Friday, July 28, 2006

New York City: The World's Largest College Campus

When we left New York this last time, Steve said it reminded him of his first few weeks of college: Many people in a small geographic area, all of them needing to be 25 different places to do 50 different things with only 25% of them really knowing where to go and how to do it. And over it all hovers a sense of potential and possibility--the pulse of the city. Steve was sensing the transient nature of the city, I think. Simply hearing the plethora of languages spoken in any given subway car will convince you that most New Yorkers were not born there, but rather, they have arrived there on some leg or another of their own personal journey. That, and we spent much of our time in the tourist attractions, where indeed most people had no clue where they were going.

Then I came across a quote from some famous playwright (So sorry, sir, I don't remember your name). "New York is where you go to become who you're going to be." Again, that sense of growth, of potential, that fits those transitional years of college.

So it makes sense to me that I've been thinking of college frequently. I've even been listening to a lot of the music that I did then--Indigo Girls, 10,000 Maniacs, Dave Matthews Band. Along with the New York possibility and potential that is so delicious, I'm feeling the same sort of imbalance and impermanence that I did in school. Only this time it's tempered with a dash of maturity (I hope), a loving husband, 2 great kids, and an absolute assurance that God is on this journey with me. So in the end, I can dwell in the possibility and potential.

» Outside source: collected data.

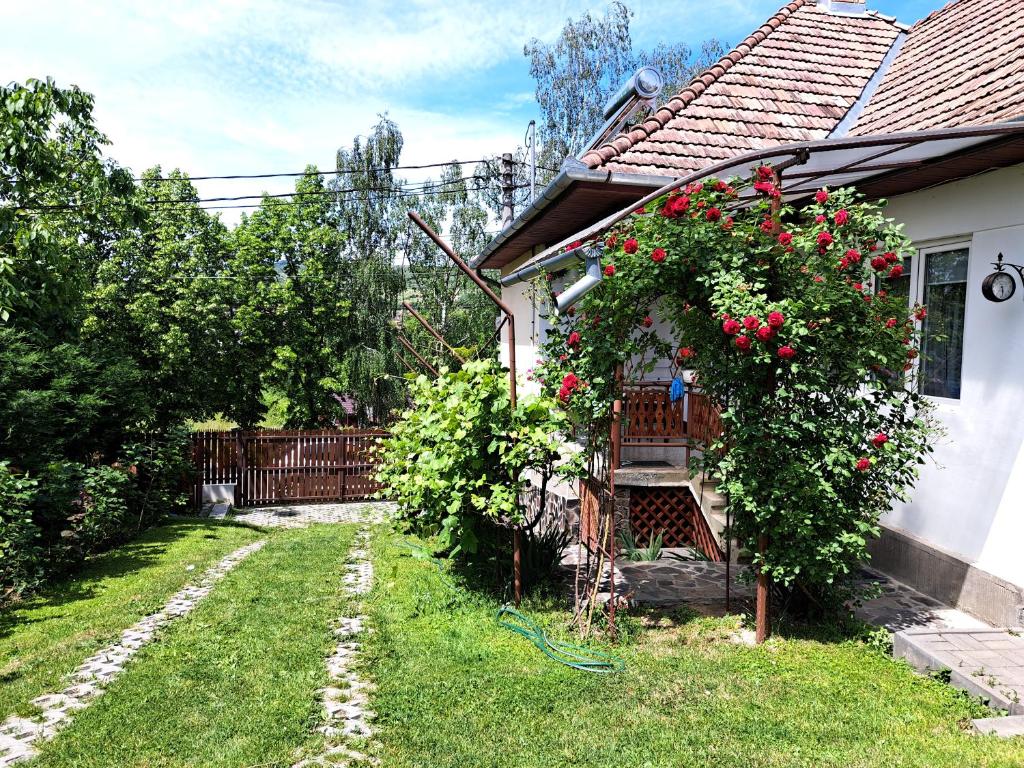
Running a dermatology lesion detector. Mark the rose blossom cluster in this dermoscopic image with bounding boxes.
[722,311,797,360]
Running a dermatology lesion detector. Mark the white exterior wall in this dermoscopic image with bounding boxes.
[883,166,1024,586]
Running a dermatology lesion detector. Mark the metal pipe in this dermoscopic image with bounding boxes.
[409,211,516,408]
[401,301,466,362]
[398,331,440,376]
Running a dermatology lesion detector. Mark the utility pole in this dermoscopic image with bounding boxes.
[524,120,537,203]
[502,152,515,229]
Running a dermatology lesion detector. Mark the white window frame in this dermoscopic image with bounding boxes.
[907,237,973,406]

I can't wait to see who we're going to become in New York City.

Thursday, July 27, 2006

Chloe's Caught the Blogging Bug

And she feels strongly that her creation be featured here.

Monday, July 24, 2006

Back Off

So I threw my back out yesterday. I'd love to say that my injury was the result of some heroic moving effort, say, like trying to carry a 50 lb. box down the stairs or moving some heavy piece of furniture. But no, this happened as result of reaching for a pen. Yes, you heard me right. I was reaching for a pen across the computer desk when I felt a sudden, excruciating ZING!, and I started to pass out from the pain. I know I'm not the world's most stoic woman, but when my hearing left me and my vision became blurry, I knew I was in for the worst.

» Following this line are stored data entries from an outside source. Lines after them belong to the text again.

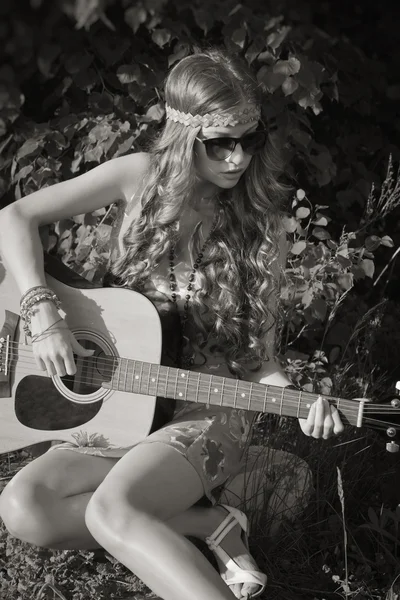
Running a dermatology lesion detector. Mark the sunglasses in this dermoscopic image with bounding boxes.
[196,129,268,160]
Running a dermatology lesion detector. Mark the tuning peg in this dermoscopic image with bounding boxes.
[386,440,399,453]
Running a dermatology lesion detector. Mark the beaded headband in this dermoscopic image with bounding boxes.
[165,104,261,127]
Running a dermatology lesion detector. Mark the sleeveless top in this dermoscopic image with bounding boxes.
[104,203,238,431]
[106,180,280,429]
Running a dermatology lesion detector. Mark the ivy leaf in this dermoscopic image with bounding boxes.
[192,8,214,35]
[290,240,307,256]
[267,27,291,50]
[361,258,375,278]
[364,235,381,252]
[168,42,190,67]
[151,29,171,48]
[310,298,328,321]
[381,235,394,248]
[257,65,286,93]
[296,206,311,219]
[124,6,147,33]
[17,138,39,161]
[273,56,301,76]
[301,287,314,308]
[312,212,331,227]
[37,44,61,78]
[245,36,265,65]
[231,27,247,50]
[117,65,142,83]
[337,273,354,290]
[64,52,94,75]
[282,77,299,96]
[290,129,312,148]
[13,165,33,183]
[311,227,331,240]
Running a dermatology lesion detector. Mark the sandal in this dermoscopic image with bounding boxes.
[205,504,267,598]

This morning Steve basically carried me to the couch (how's his back now, I wonder?) and I stayed there all day. I went to the doc this afternoon and he gave me some Vicodin, which is why I'm able to sit here at the computer for a while.

What horrible timing. I could get really ticked off about this all, but what good would it do, really? I've been thinking about how I can remain productive in this state, but there are times when productivity just isn't going to happen. Didn't I just blog about our value coming not from how much we do, but from how much Christ loves us? Physician, heal thyself.

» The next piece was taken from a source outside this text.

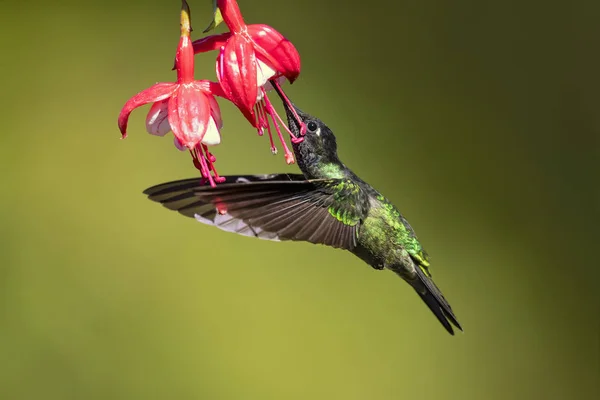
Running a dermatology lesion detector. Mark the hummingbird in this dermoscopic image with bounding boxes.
[144,90,462,335]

And take care of my back, while you're at it.

Sunday, July 23, 2006


Ladies, you're beautiful. I know it's rare to have friendships that have lasted for as long as ours has, and never think for a moment that I take that forgranted. You have supported this journey from day 1, and I thank you for it. Plus, you gave me an iPod. What more could a girl ask for?

Thursday, July 20, 2006

Chloe's School Interview, or What I Learned in the Big Apple

While we were in NYC last week, Chloe was able to interview for a great Christian school in Manhattan. It is unfortunate that this school would not accept her until they were able to interview both her and us, and by the time we got out to the city there were no openings in kindergarten. It's not a lost cause, I don't think, but for now I'm going to plan on homeschooling her this year. Homeschooling is something I've always kicked around, anyway. (Is it "homeschooling" or "home schooling" or "home-schooling?" I'd better figure it out if I'm going to do it.)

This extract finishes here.